Certes, le virus l’inquiète, mais pour l’institutrice il ne faudra pas occulter un autre problème : celui du retard scolaire accumulé par certains élèves. «Malgré la mise en place de cours à distance pendant le confinement et la reprise scolaire du 25 mai aux grandes vacances, nous n’avons pas pu travailler normalement. La vraie question que mes collègues et moi-même nous nous posons est celle de savoir si les élèves arriveront à suivre le programme. Il y a eu l’initiative des cours d’été («Summer school») et il y a un projet de cours de rattrapage – en dehors des horaires normaux – qui est avancé. Je ne sais pas si cela sera suffisant, et puis j’estime que si des cours de rattrapage doivent avoir lieu, ils doivent se tenir pendant les horaires de cours et au sein de l’établissement scolaire même!
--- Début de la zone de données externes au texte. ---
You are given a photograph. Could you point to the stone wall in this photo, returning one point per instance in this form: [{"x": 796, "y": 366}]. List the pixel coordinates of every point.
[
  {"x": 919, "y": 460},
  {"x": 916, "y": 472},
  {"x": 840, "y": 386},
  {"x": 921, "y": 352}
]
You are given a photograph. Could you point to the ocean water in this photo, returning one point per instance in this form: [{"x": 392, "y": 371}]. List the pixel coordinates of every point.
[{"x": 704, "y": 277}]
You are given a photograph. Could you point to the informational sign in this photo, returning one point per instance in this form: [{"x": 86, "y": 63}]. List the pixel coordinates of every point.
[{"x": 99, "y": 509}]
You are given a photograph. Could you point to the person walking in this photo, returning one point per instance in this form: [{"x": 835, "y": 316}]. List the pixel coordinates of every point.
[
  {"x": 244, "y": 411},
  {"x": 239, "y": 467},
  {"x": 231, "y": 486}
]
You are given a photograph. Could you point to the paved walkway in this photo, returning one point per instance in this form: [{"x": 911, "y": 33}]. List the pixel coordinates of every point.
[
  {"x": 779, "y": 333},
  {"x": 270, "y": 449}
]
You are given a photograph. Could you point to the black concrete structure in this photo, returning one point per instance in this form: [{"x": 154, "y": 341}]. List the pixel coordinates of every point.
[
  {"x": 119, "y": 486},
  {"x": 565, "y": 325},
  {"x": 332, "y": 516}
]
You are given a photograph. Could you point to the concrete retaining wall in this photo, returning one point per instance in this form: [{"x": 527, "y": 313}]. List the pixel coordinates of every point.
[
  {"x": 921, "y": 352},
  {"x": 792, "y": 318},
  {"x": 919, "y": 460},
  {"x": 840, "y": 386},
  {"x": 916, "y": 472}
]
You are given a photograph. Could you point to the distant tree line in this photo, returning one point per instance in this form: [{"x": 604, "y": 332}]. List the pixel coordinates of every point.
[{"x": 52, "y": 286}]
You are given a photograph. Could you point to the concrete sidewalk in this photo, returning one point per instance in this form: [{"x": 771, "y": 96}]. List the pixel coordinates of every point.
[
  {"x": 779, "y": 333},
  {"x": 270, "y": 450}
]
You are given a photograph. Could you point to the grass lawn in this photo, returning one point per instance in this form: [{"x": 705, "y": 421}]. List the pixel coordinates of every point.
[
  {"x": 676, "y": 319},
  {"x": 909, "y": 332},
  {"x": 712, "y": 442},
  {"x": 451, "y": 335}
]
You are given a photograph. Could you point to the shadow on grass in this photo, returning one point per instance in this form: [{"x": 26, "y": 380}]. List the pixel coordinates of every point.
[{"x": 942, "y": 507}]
Car, à ce moment-là, nous aurons besoin de plus de ressources. Dans ce contexte, les plans de développement scolaires (PDS) prônés par le ministre apparaissent comme étant moins prioritaires. Je pense qu’il faut mettre l’accent sur ce qui est important. Il faut savoir que la pratique des langues de manière orale a fait défaut pendant la crise sanitaire. Certains élèves qui avaient déjà à la base des difficultés en langues allemande ou française n’ont pas, ou peu, pratiqué ces deux langues durant la crise, car depuis la mi-mars les cours sont avant tout axés sur l’écrit. Et on ne peut pas rattraper ce retard à l’aide de simples fiches didactiques. On ne peut combler ce retard que par le biais d’interactions verbales, car, en définitive, c’est cela l’école.»
En clair, la «Joffer» pétangeoise se demande s’il sera possible de procéder à des activités de groupe et, donc, si les chaises des élèves pourront être rapprochées, afin de nourrir la relation de confiance entre les instituteurs et leurs élèves : «Faudra-t-il que les élèves remettent leurs masques à chaque interaction, à chaque fois qu’ils se lèvent de leur chaise, par exemple? Je me pose la question, car si j’ai bien compris, le port du masque sera obligatoire jusqu’à ce que les enfants soient assis sur leurs chaises. Mais ensuite, pendant le cours?»
Un soulagement pour les enfants vulnérables
Enfin, l’institutrice explique que sa principale crainte est un éventuel retour aux cours à distance : «On ne veut plus de cela à l’avenir, on veut un retour effectif à une certaine normalité.»
Quoi qu’il en soit, l’un des points positifs de cette rentrée scolaire pas comme les autres sera, estime l’enseignante, le fait que «les enfants vulnérables pourront à nouveau se rendre à leur école et ne seront donc plus forcés de rester à domicile».